Lt. Colonel David Fanning

David Fanning was born in Johnston County, NC, about 1754 and died in Digby, Nova Scotia, in 1825. He seems to have been a carpenter, but claimed that he was a "planter in the back part of the southern provinces." He trafficked with the Indians, and was connected with the notorious Colonel McGirtt on the Pee Dee River in South Carolina.

When Wilmington was occupied by the British in 1781, Fanning, having been robbed by a party of men who called themselves Whigs, attached himself to the Tories, collected a small band of desperados, and scoured the country, committing frightful atrocities, but doing such good service to the British that Major Craig gave him a commission as Lieutenant Colonel in the North Carolina militia. By the rapidity and secrecy of his movements he succeeded in capturing many prominent Whigs, and hanged those who had incurred his personal resentment.

At one time he dashed into the village of Pittsborough, where a court was in session, and carried off the judges, lawyers, officers, and some of the citizens. Three weeks later he captured Colonel Alston and thirty men in his own house; and soon afterward, at Hillsborough, took Governor Burke with his whole suite and a number of the principal inhabitants.

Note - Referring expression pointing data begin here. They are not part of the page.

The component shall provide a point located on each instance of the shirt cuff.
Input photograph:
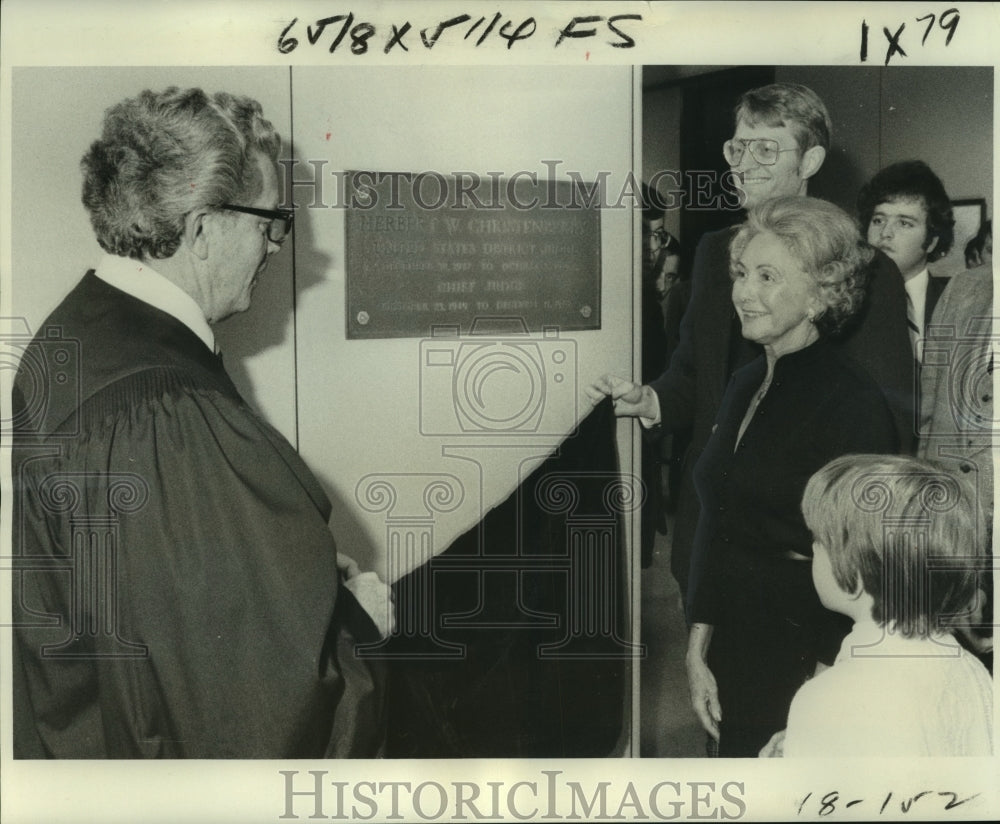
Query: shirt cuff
(656, 420)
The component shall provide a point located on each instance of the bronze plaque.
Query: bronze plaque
(425, 250)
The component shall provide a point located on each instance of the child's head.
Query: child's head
(900, 530)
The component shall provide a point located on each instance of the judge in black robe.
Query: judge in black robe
(177, 591)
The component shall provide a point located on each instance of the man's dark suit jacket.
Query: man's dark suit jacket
(935, 287)
(712, 348)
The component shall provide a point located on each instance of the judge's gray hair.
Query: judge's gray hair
(165, 154)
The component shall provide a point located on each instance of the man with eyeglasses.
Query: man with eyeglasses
(781, 138)
(178, 593)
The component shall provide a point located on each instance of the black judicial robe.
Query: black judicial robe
(176, 587)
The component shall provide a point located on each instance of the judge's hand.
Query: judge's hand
(630, 399)
(371, 592)
(704, 695)
(348, 566)
(775, 748)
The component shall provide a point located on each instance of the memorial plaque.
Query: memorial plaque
(427, 250)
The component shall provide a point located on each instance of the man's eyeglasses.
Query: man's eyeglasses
(762, 149)
(281, 220)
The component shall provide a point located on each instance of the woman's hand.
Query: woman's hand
(704, 696)
(630, 399)
(701, 682)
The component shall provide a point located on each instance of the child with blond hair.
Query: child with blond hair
(898, 543)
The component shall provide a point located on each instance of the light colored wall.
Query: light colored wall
(360, 400)
(353, 407)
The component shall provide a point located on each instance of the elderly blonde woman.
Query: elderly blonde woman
(757, 628)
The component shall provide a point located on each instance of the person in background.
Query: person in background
(901, 684)
(781, 136)
(979, 250)
(178, 592)
(658, 269)
(906, 213)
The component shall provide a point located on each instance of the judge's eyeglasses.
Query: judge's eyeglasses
(762, 149)
(281, 219)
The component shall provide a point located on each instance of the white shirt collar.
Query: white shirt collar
(916, 288)
(146, 284)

He was excepted in every treaty and enactment made in favor of the royalists, and was one of the three persons excluded by name from the benefit of the general "act of pardon and oblivion" of offenses committed during the American Revolution. When the Whigs gained the ascendancy in North Carolina he went to Florida, and afterward to St. John's, N. B., where he became a member of the assembly, but about 1800 was sentenced to be hanged. He escaped, and was pardoned.

Fanning wrote, in 1790, a "Narrative of Adventures in North Carolina," which, with an introduction and notes by John H. Wheeler, was printed privately (Richmond, Virginia, 1861).